Grid Based Simulations
A general technique in simulation of physical systems modeled by partial differential equations is through the use of the so-called grid-based methodology. In such techniques, the required physical quantities of interest are computed only at the nodes of a spatial grid and the state of the system is updated at regular discrete time intervals. However, computer simulations of many important complex physical systems have reached a barrier as existing techniques are ill equipped to deal with the multi-physics, multi-scale nature of such systems. Accordingly, we are developing new simulation techniques to address the emerging modeling requirements of today's world. Our technology development has already enabled new advances in propulsion, space physics among others, and can be cast into two classes: (i) time-driven simulations, and (ii) discrete-event simulations.





Propulsion
To overcome today's space transportation challenges - routine economical access to space and short trip times throughout the solar system - new propulsion systems need to be conceived and developed. The technologies in use today are both expensive and slow. The cost of launching payloads from the Earth is very high ($44,000 / kg) and consumes about one third of NASA's annual budget. Equally problematical is the slow speed of chemical thrusters (5 km/s) that poses a major obstacle to exploration of the solar system. As space colonization gets closer to reality, the need for a transportation system on these unique environments also becomes more critical. Clearly the advent of a general-purpose transportation system that simultaneously addresses such diverse transportation needs would be highly desirable. We have conceived several concepts that are in phase I feasibility study.
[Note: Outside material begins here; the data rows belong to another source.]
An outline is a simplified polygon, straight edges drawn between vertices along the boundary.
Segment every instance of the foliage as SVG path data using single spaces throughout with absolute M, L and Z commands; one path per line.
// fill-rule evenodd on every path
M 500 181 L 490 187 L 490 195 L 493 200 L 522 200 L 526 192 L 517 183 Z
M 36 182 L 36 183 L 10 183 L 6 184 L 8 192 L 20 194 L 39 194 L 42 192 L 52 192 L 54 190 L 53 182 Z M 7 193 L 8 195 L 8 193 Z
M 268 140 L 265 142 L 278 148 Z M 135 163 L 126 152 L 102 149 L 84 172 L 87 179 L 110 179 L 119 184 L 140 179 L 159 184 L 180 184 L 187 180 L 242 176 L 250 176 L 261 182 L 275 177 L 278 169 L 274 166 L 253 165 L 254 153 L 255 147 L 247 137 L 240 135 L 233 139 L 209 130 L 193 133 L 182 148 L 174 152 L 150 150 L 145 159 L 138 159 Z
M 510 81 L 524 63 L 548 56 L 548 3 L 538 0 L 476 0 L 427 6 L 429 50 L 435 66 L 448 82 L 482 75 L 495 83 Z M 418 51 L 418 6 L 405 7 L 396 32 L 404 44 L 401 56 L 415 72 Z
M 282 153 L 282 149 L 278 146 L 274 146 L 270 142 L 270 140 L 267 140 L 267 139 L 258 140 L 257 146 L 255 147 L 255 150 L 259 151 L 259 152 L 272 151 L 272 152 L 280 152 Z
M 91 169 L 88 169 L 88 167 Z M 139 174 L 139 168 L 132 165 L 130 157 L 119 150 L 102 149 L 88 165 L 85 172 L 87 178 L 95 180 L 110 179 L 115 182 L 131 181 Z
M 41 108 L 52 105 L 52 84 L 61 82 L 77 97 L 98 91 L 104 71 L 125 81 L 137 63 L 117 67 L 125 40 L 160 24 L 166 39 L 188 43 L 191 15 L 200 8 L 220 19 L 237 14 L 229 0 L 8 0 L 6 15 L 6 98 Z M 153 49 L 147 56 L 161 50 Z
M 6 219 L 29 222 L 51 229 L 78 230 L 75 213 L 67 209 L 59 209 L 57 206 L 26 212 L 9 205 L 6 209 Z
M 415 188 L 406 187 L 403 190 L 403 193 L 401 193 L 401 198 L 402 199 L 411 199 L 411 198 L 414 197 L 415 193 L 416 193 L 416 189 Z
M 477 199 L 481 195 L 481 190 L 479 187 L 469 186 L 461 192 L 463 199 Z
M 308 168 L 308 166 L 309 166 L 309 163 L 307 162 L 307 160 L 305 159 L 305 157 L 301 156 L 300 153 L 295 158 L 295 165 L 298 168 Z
One such concept uses the electric field in the solar wind to power the spacecraft.





Data Mining
Data mining is sorting through data to identify patterns and establish relationships. Advances in technology has led to an unprecedented ability to collect and store data. Data comes in a variety of forms and formats such as textual content of web pages on the internet, or the radio waves from distant galaxies. As a result, we now live in a data-centric world and the ability to extract useful information from data has never been more critical. We are working on developing technologies in image/data preparation, intelligent agents and use of discrete event methodology to derive dependencies and evolutionary rules.